A un certo punto, involontariamente il virtuoso si muove senza palla in diagonale tagliando la linea difensiva, quello che vuole solo divertirsi lo vede con la coda dell’occhio e prova un filtrante di cui sopra che viene intercettato malamente da un difensore, non abbastanza da deviarlo fuori dal campo e non altrettanto forte per un recupero in una zona del campo lontano dalla porta.

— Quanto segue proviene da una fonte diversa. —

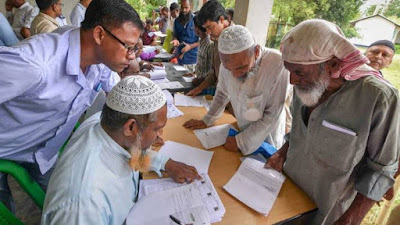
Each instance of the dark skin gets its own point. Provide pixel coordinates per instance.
(126, 137)
(238, 64)
(304, 75)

Il rimbalzo che ne scaturisce arriva al pragmatico che non ci pensa due volte e calcia al volo dell’ennesimo rimbalzo del pallone.
Il tiro che ne risulta non è fortissimo, incrocia anche un riflesso del portiere avversario che con la punta del piede smorza ulteriormente la traiettoria e la potenza.
Il pallone rimbalza sul mucchietto di felpe e giubbotti e, lentamente come in una slow motion ironica, fa due lievi rimbalzi e scivola via.
I bambini rimangono interdetti quel nanosecondo prima che il più prepotente, il virtuoso, quello che oltre ai numeri si lamenta sempre, esplode in un «Fuori!» che viene subito ripreso dagli altri che poi formano un capannello e iniziano a discutere.
Penso a come non sia cambiato niente.
Penso a come tutto quel discutere sia finalizzato solo al gol.
Penso al palo di felpe e zaini e a come, se ci si concentrasse maggiormente sul significato metafisico di un palo immaginato, quel mucchio di indumenti rappresenterebbe proprio la vita: per quanto tu possa essere bravo, finanche il più bravo, alle volte perdi.